A trickle of inquiry had turned into a stream.
From an $1.5m initial seed investment into Baraja, we have now invested almost $22 million across 3 funds and it is the largest investment from Fund 2.
The Zoox investment also led us to think deeply about the business model of owning a robot and leasing it out as a service.
One of the most attractive features of the robotaxi model is its unit economics.
Currently Uber and other ride sharing companies pay drivers 70 cents for every dollar they earn. If you remove the expense of the driver, you then have the potential to drastically reduce prices, or re-invest in more vehicles, which in turn reduces wait times for customers, which in turn leads to greater market share.
The other important consequence is that it isn’t a problem that you can only produce vehicles in small batches for hundreds of thousands of dollars a pop if you aren’t trying to sell them to consumers.
Robotaxis can cost many times more than a traditional car to manufacture because they are capable of earning hundreds of thousands of revenue per year and pay themselves back quickly.
This insight around the efficiency of building and renting out the robot has carried over into our Fund 3 investments as well.

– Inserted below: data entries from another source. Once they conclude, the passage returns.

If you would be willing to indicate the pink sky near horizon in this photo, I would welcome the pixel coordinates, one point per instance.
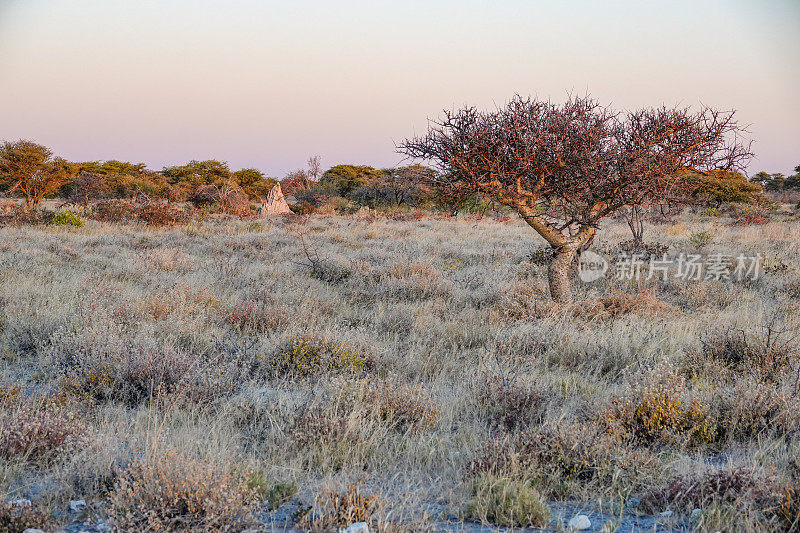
(267, 84)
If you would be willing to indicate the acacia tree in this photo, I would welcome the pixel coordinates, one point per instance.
(564, 168)
(31, 170)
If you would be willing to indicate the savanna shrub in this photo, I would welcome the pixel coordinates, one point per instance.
(19, 516)
(401, 405)
(67, 218)
(556, 458)
(19, 215)
(509, 403)
(112, 211)
(749, 410)
(737, 489)
(765, 356)
(173, 492)
(700, 239)
(658, 409)
(338, 508)
(317, 425)
(252, 317)
(644, 250)
(142, 374)
(306, 356)
(507, 503)
(618, 303)
(161, 214)
(38, 432)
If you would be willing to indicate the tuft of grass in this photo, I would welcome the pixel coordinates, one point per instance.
(173, 492)
(507, 503)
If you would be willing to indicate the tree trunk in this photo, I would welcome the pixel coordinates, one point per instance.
(558, 274)
(635, 223)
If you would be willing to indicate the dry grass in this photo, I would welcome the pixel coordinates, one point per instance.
(260, 369)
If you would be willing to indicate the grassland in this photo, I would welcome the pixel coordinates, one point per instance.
(407, 373)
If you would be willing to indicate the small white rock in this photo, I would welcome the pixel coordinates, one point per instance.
(358, 527)
(77, 505)
(580, 522)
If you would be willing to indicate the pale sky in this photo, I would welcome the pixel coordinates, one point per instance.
(266, 84)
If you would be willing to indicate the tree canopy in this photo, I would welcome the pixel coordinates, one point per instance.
(565, 167)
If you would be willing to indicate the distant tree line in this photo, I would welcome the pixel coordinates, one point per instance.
(778, 182)
(31, 171)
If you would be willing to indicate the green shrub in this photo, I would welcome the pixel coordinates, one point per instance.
(700, 239)
(305, 356)
(507, 503)
(68, 218)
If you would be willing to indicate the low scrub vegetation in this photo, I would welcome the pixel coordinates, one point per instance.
(224, 374)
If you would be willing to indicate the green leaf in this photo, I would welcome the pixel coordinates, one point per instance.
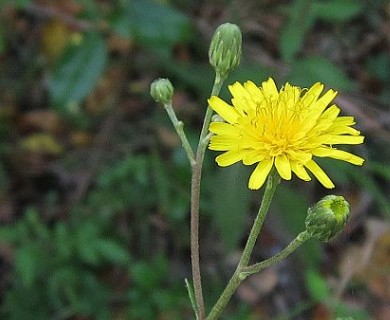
(338, 10)
(77, 72)
(305, 72)
(293, 34)
(317, 286)
(230, 204)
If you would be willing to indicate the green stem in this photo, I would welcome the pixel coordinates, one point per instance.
(255, 268)
(196, 167)
(179, 127)
(272, 182)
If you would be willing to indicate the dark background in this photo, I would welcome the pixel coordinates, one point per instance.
(94, 187)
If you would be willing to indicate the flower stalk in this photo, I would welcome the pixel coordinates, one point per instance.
(272, 182)
(196, 168)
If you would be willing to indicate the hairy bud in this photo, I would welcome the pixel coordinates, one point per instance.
(327, 218)
(225, 48)
(161, 90)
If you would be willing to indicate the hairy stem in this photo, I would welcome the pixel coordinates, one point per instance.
(195, 200)
(272, 182)
(255, 268)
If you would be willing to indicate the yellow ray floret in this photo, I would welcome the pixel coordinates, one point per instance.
(283, 128)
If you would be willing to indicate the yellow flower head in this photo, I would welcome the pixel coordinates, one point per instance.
(283, 128)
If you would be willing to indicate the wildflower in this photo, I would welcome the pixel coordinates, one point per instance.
(285, 129)
(327, 218)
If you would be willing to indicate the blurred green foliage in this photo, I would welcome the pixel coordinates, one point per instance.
(69, 266)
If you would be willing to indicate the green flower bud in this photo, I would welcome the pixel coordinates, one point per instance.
(327, 217)
(225, 48)
(161, 90)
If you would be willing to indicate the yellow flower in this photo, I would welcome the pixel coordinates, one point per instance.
(283, 128)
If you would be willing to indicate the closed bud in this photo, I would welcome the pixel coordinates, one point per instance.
(327, 218)
(225, 48)
(161, 90)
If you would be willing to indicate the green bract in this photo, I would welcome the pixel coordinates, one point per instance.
(225, 48)
(327, 217)
(161, 90)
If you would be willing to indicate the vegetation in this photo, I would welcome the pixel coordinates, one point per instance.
(94, 189)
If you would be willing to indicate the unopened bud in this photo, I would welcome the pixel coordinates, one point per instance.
(161, 90)
(225, 48)
(327, 218)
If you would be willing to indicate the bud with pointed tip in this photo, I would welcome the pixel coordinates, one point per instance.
(161, 90)
(327, 217)
(225, 48)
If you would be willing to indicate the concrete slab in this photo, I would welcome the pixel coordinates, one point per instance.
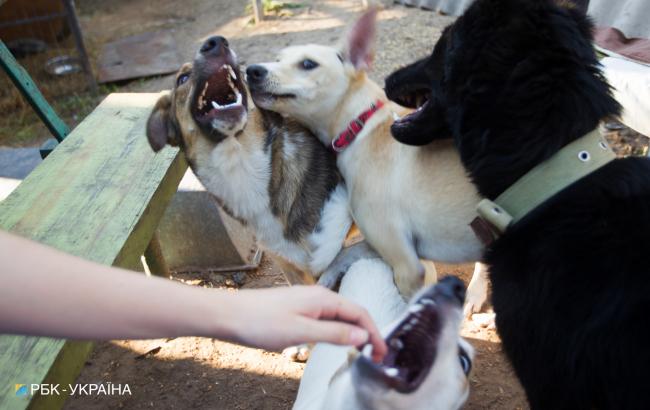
(195, 235)
(15, 165)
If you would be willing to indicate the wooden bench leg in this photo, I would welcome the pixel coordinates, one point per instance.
(155, 259)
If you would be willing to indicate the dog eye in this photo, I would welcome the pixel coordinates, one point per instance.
(465, 361)
(308, 64)
(182, 79)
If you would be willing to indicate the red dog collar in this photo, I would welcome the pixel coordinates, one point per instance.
(354, 128)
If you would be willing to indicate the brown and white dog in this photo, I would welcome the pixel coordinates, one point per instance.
(427, 365)
(408, 202)
(268, 172)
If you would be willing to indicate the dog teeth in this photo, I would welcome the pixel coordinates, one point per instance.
(391, 372)
(415, 308)
(396, 344)
(232, 73)
(428, 301)
(367, 351)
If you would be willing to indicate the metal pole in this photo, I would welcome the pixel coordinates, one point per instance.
(258, 10)
(26, 86)
(75, 28)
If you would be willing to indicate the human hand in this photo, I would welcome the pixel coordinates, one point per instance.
(280, 317)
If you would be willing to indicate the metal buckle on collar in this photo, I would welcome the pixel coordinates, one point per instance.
(359, 123)
(334, 147)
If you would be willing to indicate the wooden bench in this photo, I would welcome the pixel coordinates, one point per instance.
(100, 196)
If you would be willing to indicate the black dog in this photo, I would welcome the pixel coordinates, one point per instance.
(514, 81)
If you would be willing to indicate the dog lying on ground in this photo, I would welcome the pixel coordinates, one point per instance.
(265, 171)
(427, 365)
(409, 203)
(515, 82)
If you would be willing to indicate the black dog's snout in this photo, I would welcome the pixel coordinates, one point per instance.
(256, 73)
(214, 45)
(451, 287)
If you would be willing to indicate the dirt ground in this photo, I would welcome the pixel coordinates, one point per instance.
(201, 373)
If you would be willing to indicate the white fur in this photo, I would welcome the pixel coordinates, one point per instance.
(327, 383)
(409, 202)
(241, 180)
(334, 225)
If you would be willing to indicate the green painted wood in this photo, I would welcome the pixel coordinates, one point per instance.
(32, 94)
(99, 195)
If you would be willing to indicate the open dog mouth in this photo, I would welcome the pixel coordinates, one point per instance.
(262, 97)
(412, 97)
(220, 97)
(412, 348)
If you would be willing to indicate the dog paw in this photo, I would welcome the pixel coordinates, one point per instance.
(476, 292)
(298, 353)
(329, 279)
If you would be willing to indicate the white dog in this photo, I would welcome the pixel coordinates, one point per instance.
(427, 365)
(409, 202)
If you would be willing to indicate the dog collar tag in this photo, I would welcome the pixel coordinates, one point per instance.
(354, 127)
(573, 162)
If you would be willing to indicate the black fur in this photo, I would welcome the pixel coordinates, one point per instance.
(513, 81)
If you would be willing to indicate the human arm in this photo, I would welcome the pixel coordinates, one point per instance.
(49, 293)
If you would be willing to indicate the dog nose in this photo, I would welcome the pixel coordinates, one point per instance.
(256, 73)
(451, 287)
(214, 45)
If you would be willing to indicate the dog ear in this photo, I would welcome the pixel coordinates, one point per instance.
(359, 48)
(160, 128)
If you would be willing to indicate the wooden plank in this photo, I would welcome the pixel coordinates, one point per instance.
(99, 195)
(32, 94)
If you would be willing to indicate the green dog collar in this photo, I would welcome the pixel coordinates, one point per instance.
(576, 160)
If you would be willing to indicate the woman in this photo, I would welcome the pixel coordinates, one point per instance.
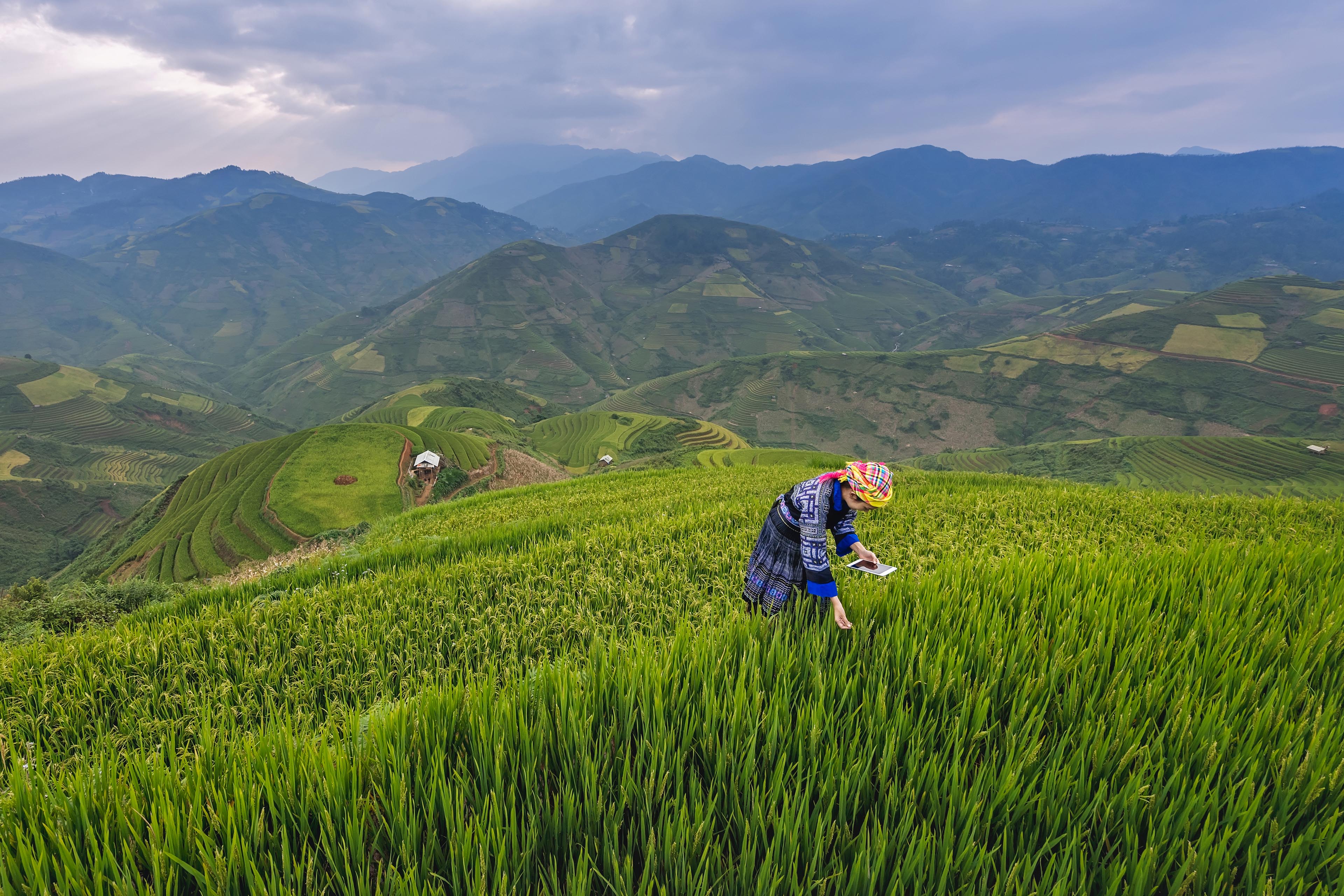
(792, 547)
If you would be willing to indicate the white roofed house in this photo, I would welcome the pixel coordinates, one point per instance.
(427, 464)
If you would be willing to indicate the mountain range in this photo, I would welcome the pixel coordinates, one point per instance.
(234, 281)
(576, 324)
(78, 217)
(495, 175)
(926, 186)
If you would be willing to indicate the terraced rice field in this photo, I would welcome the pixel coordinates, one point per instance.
(115, 465)
(221, 516)
(757, 396)
(712, 436)
(1267, 290)
(771, 457)
(577, 441)
(1062, 690)
(1217, 465)
(1311, 362)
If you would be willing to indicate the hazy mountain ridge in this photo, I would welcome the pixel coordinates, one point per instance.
(51, 211)
(238, 280)
(1261, 358)
(925, 186)
(64, 309)
(496, 175)
(572, 324)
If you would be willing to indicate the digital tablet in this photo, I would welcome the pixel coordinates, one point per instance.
(873, 569)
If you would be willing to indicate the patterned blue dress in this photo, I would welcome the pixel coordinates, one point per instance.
(792, 548)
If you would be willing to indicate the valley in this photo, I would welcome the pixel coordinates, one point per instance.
(308, 498)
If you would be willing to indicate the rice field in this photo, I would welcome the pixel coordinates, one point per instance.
(267, 498)
(553, 690)
(1238, 465)
(577, 441)
(768, 457)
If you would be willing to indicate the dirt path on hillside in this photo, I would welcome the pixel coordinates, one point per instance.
(267, 514)
(427, 489)
(476, 476)
(404, 468)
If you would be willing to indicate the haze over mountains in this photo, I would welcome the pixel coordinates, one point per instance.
(245, 293)
(926, 186)
(498, 175)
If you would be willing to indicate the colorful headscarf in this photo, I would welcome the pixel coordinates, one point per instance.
(870, 481)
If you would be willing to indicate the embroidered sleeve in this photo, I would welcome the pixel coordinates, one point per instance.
(812, 528)
(845, 534)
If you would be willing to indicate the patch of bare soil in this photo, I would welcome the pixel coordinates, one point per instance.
(259, 569)
(525, 469)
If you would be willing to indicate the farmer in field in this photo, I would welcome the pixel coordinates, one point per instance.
(792, 548)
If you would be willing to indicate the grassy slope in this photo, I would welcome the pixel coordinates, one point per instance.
(1182, 464)
(454, 393)
(577, 441)
(572, 324)
(234, 281)
(62, 309)
(905, 405)
(99, 444)
(307, 500)
(1050, 664)
(1279, 324)
(1040, 261)
(219, 518)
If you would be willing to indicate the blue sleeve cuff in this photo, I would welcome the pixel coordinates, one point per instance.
(823, 589)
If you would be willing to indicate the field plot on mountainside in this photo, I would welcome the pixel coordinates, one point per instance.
(449, 420)
(72, 382)
(1073, 351)
(582, 645)
(1312, 362)
(580, 440)
(100, 442)
(306, 496)
(10, 460)
(771, 457)
(1218, 465)
(221, 515)
(574, 324)
(1216, 342)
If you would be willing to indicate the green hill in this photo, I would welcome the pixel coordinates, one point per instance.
(62, 309)
(573, 324)
(1042, 257)
(1042, 389)
(1059, 690)
(1287, 326)
(83, 217)
(451, 394)
(83, 450)
(1216, 465)
(271, 496)
(577, 441)
(238, 280)
(1010, 316)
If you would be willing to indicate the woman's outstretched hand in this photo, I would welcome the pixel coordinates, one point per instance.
(838, 614)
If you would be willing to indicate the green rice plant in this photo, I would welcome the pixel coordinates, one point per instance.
(766, 457)
(554, 690)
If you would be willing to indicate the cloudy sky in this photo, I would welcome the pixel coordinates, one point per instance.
(173, 86)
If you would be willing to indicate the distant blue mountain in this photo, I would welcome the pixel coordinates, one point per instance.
(496, 175)
(926, 186)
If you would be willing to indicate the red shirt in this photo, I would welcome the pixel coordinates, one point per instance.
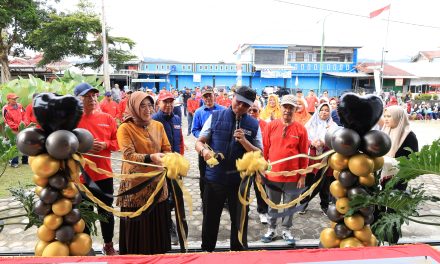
(110, 107)
(224, 101)
(29, 116)
(192, 105)
(13, 116)
(311, 101)
(103, 128)
(122, 105)
(277, 146)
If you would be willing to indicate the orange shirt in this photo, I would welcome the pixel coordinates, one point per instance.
(110, 107)
(279, 144)
(224, 101)
(103, 128)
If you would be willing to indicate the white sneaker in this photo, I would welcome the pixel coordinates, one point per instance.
(269, 236)
(263, 219)
(287, 236)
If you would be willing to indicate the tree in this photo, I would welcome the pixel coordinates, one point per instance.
(18, 18)
(79, 34)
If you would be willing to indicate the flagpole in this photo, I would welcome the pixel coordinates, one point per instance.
(382, 66)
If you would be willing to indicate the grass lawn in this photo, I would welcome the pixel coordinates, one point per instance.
(14, 176)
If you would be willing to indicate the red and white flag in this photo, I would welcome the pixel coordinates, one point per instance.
(379, 11)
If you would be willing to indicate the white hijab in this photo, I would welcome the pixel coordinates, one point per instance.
(400, 132)
(316, 127)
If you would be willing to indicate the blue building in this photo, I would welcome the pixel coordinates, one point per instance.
(290, 66)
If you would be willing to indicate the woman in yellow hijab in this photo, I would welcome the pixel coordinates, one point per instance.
(272, 110)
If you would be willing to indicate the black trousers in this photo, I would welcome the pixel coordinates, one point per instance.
(202, 169)
(214, 197)
(107, 229)
(262, 206)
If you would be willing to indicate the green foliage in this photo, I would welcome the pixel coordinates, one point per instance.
(426, 161)
(28, 198)
(424, 97)
(401, 206)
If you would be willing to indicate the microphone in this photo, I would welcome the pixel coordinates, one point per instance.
(237, 124)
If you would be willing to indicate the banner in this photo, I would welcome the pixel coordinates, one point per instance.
(268, 73)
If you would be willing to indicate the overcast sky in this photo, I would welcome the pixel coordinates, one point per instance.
(210, 31)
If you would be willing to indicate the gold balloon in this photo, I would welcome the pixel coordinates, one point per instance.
(62, 207)
(342, 205)
(378, 163)
(44, 165)
(372, 242)
(336, 174)
(355, 222)
(338, 162)
(38, 190)
(364, 234)
(52, 221)
(40, 181)
(337, 190)
(31, 159)
(328, 238)
(350, 242)
(367, 181)
(79, 226)
(361, 165)
(45, 234)
(80, 245)
(56, 249)
(73, 168)
(39, 247)
(70, 191)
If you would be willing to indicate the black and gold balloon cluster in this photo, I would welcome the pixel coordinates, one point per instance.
(355, 163)
(61, 233)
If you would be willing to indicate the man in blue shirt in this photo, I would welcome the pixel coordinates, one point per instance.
(173, 129)
(231, 132)
(200, 117)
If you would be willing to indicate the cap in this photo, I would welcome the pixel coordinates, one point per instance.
(207, 89)
(289, 99)
(245, 94)
(11, 96)
(83, 88)
(165, 95)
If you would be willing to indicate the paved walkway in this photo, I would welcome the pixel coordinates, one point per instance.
(306, 227)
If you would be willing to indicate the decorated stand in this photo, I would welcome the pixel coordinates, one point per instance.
(56, 161)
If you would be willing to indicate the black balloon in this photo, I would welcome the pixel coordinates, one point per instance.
(77, 199)
(356, 191)
(85, 139)
(72, 217)
(346, 141)
(65, 233)
(54, 112)
(41, 208)
(61, 144)
(333, 214)
(376, 143)
(342, 231)
(347, 179)
(360, 113)
(58, 181)
(49, 195)
(367, 210)
(30, 141)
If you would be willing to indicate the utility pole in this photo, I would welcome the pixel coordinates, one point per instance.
(105, 66)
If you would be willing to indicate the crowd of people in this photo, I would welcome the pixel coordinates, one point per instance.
(231, 123)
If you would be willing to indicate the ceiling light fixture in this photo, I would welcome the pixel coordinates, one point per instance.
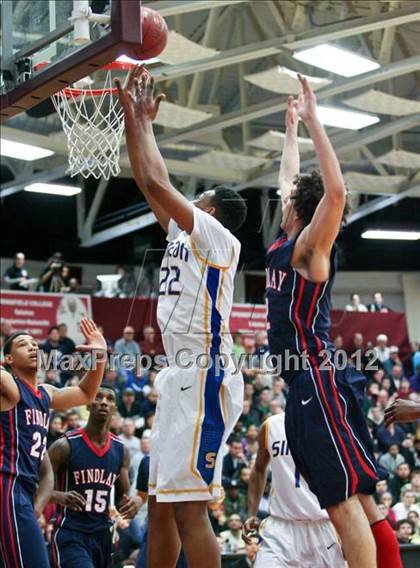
(340, 118)
(53, 189)
(337, 60)
(20, 151)
(391, 235)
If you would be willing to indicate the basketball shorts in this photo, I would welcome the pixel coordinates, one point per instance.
(195, 414)
(327, 432)
(21, 542)
(299, 544)
(75, 549)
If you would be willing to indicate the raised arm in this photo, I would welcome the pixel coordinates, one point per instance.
(9, 391)
(290, 161)
(59, 454)
(45, 486)
(314, 245)
(149, 170)
(86, 391)
(256, 485)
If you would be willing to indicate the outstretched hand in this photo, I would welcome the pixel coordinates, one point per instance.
(137, 94)
(305, 104)
(94, 339)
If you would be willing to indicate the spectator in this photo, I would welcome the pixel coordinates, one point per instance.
(401, 478)
(391, 460)
(127, 282)
(251, 550)
(128, 407)
(233, 461)
(378, 305)
(128, 437)
(415, 380)
(50, 279)
(415, 354)
(233, 536)
(66, 345)
(237, 347)
(355, 304)
(404, 530)
(55, 429)
(394, 359)
(407, 504)
(381, 350)
(405, 389)
(65, 277)
(72, 420)
(16, 276)
(109, 343)
(126, 345)
(150, 344)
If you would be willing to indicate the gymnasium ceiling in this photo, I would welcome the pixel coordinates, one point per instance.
(243, 38)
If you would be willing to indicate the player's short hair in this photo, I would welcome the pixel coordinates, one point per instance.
(230, 207)
(8, 344)
(309, 190)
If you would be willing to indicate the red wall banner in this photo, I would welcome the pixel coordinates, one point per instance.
(36, 313)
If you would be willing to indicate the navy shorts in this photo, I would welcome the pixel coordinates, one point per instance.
(75, 549)
(21, 542)
(327, 432)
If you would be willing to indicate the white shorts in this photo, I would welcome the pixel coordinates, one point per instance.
(298, 544)
(195, 415)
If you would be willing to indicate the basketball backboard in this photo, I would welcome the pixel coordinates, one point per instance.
(47, 45)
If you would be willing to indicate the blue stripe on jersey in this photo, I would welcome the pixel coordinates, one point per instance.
(23, 435)
(213, 424)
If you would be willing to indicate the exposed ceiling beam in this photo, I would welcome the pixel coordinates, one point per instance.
(273, 106)
(119, 230)
(273, 46)
(177, 7)
(382, 202)
(371, 135)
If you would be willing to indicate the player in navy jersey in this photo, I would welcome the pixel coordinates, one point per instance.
(88, 463)
(24, 418)
(325, 426)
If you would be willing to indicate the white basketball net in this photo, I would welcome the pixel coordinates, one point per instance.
(93, 126)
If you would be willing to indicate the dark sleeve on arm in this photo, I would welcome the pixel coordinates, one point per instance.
(143, 475)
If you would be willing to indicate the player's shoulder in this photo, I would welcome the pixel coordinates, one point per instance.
(115, 438)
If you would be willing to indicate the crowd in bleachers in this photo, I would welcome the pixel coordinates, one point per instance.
(397, 447)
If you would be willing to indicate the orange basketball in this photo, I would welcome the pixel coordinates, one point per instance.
(154, 32)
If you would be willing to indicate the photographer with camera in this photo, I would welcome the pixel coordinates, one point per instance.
(50, 279)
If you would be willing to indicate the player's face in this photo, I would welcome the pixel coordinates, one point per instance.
(24, 353)
(288, 214)
(103, 407)
(204, 202)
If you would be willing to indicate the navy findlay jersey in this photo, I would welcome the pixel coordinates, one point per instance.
(298, 310)
(91, 472)
(23, 436)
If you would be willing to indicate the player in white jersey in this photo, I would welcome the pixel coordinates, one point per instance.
(200, 394)
(298, 533)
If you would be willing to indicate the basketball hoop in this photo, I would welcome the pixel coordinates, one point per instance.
(93, 122)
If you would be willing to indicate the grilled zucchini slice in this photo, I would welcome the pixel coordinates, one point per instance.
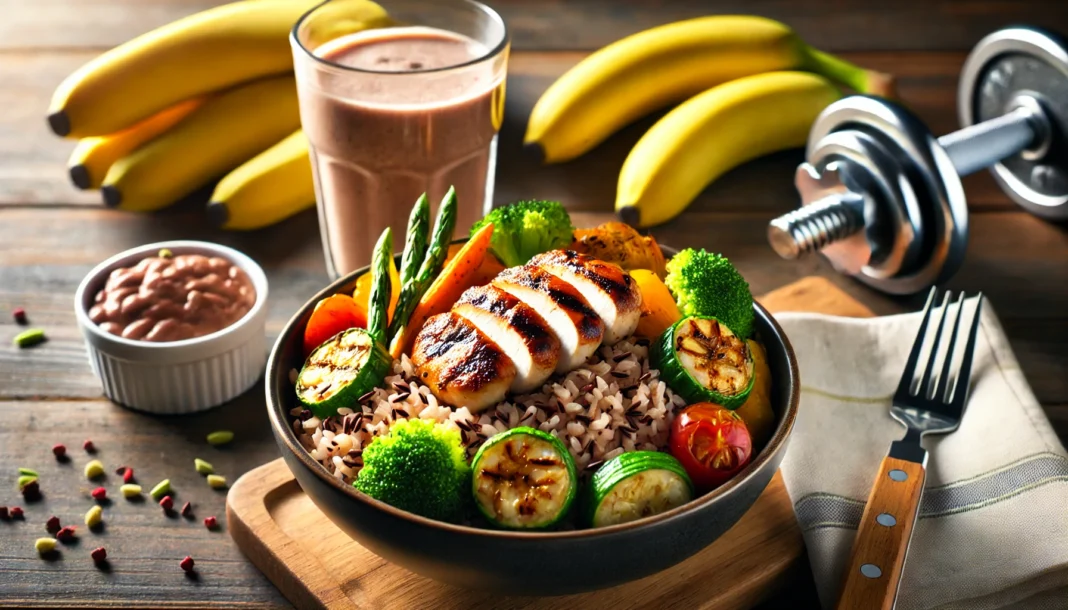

So far we have invested in 2 startups that employ this business model — August Robotics and Freight Fish.
August Robotics’ line-marking robots are built largely from off-the-shelf parts and assembled by hand. Each robot can be used to service multiple different customers, greatly improving unit economics compared to selling them as once-off purchases.
Freight Fish is an Auckland-based autonomous hydrofoil shipping company aiming to create a third option beyond the long wait of traditional ocean freight and the expense of shipping by air.
Similar to Zoox, they plan to design, build and operate a small handful of vessels, initially along select routes such as Shenzhen to Los Angeles. Their boats could become profitable in under two years.
One of the more dominant rivers of inquiry that has dominated our thoughts in Fund 3 has been the future of food, and specifically, clean meat startups who are developing products that perform, taste and look exactly like real meat.
Around the middle of the year we met Sunfed, a New Zealand company that is engineering plant proteins and nutrients that look, taste and cook just like real meat.
We led their $10m Series A from Fund 3 and are helping them with their launch in Australia next year.
An alternative approach to clean meat is known as cultured or ‘lab grown’ meat. These companies are taking cells from an animal and growing them in ‘meat breweries’.
We observed one very similar problem to that facing autonomous vehicles — some of the supporting technologies are prohibitively expensive.
One technology that all companies rely on — growth factors from foetal bovine serum — is obtained by draining blood from calves excised from pregnant cows slaughtered in the dairy or meat industries.
When we met Heuros early this year we immediately recognised the potential of their technology. Heuros is producing growth factors for the clean meat industry without the use of animal serum.
Just as finding cheap, reliable LIDAR is essential for autonomous vehicles, a cheap, animal-free replacement to foetal bovine serum will be essential for cultured meat to be commercially feasible.
What started as a trickle has well and truly formed a river. We think there are many more exciting opportunities to invest in the future of food so watch this space.